RR: You had a career as an educator. I think your background in education gives you a chance to answer my following question based on experience. Do you think a great artist is born with the ability or can one develop the ability with hard work?

"Fair Weather, Wells, Norfolk."

“Fair Weather, Wells, Norfolk.”

CD: That’s a hard one and I think there’s more than one answer to the question. To take the second part of your question first: can any innate ability you have be developed? Yes, of course. Any facility in any area of human endeavour can be enhanced by intellectual and physical practise, and I’m spelling that word with an ‘s’ and a ‘c.’ I’ve just watched the Leeds Piano Festival on television. The physical and mental skills that it takes to perform pieces 20 minutes long from memory is quite awesome and that didn’t come by just having a talent in music. That was the result of incredibly hard work, dedication to their subject, and a determination to make the best of what they have, regardless of any competition.

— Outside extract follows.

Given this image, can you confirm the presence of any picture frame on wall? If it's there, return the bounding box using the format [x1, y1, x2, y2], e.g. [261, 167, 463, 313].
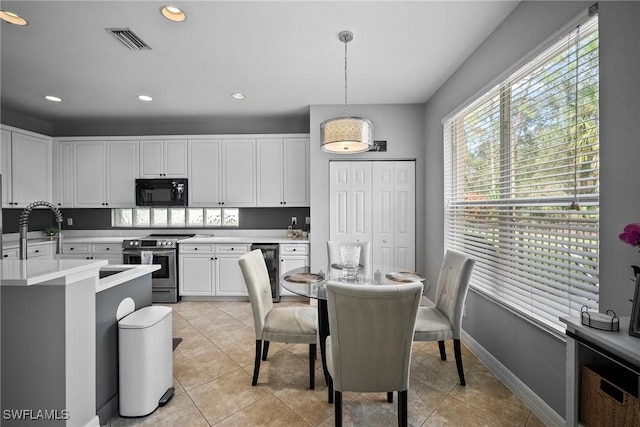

Actually, I don’t think we should spend our lives competing with others, alive or dead, but just try to make the most of what we have. There will always be others better than us. That’s the point. So when we go out and paint, it’s out of respect for any talent we have been given, in whatever quantity, and it’s right to try to develop it if one has the opportunity. I tell beginners, anxious to get a good result the first time out, that they should care more about the mental processes going on in their head than the result on the canvas, but of course that’s not really what they want to hear, but sometimes the truth hurts. Finding one’s own “voice” in painting will happen, if it does, by responding to the landscape in our own way and not by worrying about what the other person is doing. “Enjoyment” is an odd word in painting. “It wasn’t very good but I enjoyed it” should mean, “I saw the problem and did my best to solve it in my own way according to what I know.” There’s an integrity there which the best plein air painters demonstrate, which comes from acute observation every time, but still allowing for the essential process of emphasizing what is important and editing out the superfluous. But a passion for painting is not enough. It has to be underpinned with knowledge and experience, which will only come by doing it. You ask if artists inherit their ability? I imagine that they do, to a degree at least. There is enough evidence to suggest it.